Au lieu de cela, nous devons élargir nos horizons dans différents domaines.

« Des systèmes comme le climat sont fortement interconnectés et un changement, par exemple provoqué par nos actions, produit une cascade d'effets qui se propagent dans tout le système. Dans ce contexte, nous ne pouvons pas continuer à agir de manière mécaniste ou, comme dirait le pape François, technocratique. Dans un système simple, si nous avons un trou et que nous le colmatons, nous avons résolu notre problème ; dans un système complexe comme le climat, si on bouche un trou ici, un gouffre peut s'ouvrir ailleurs. Nous devons considérer toutes les conséquences de nos actions et ne pas essayer de résoudre un seul problème car cela pourrait se faire au détriment des autres.

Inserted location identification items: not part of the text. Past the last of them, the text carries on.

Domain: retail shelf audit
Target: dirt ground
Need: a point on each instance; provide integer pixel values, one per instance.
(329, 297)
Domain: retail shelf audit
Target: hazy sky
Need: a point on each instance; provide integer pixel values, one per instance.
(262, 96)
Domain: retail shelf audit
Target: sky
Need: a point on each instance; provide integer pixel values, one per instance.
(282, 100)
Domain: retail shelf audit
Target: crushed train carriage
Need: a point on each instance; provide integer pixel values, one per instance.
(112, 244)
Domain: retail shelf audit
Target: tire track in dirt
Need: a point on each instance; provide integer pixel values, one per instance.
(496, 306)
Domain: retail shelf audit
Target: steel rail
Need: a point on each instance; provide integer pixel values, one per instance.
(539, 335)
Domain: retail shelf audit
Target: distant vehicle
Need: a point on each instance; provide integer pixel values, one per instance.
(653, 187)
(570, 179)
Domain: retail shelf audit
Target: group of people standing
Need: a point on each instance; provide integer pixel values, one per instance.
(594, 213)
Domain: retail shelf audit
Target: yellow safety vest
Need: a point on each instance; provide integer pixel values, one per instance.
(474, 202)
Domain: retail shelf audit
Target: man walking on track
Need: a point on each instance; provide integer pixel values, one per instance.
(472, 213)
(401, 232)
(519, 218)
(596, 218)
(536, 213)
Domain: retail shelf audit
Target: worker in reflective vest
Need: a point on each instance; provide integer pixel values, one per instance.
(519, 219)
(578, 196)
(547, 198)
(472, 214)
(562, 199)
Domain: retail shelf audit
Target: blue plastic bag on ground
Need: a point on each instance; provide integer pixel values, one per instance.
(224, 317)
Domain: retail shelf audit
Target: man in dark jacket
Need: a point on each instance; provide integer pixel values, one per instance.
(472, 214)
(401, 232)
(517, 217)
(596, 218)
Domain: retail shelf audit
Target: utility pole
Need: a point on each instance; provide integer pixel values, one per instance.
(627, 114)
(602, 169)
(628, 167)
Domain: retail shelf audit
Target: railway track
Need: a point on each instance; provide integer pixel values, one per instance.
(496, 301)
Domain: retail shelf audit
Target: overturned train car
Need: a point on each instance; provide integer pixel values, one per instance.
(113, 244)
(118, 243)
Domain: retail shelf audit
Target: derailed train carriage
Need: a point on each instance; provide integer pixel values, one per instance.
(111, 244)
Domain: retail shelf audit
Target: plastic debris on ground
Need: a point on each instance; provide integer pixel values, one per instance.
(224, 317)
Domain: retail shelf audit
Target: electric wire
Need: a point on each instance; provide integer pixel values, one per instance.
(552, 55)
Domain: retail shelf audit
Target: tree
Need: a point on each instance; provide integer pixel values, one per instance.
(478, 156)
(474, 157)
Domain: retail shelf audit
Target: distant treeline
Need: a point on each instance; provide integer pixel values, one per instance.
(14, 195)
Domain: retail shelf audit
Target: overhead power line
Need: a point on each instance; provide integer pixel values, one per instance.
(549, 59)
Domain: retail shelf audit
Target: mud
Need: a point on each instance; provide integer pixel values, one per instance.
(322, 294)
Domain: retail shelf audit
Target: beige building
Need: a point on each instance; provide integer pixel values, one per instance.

Professeur Pasini, en fin de compte, l'État doit aussi mieux s'équiper pour faire face à des problèmes historiques et complexes. Combiner plus de risques.

« Il faut chercher des stratégies qui réussissent sur plusieurs fronts, par exemple, qui limitent le changement climatique et les risques de pandémie, ou qui agissent ensemble sur le changement climatique et la pauvreté. Mais pour cela, il faut être conscient du fonctionnement des systèmes complexes : c'est l'importance de l'enseignement».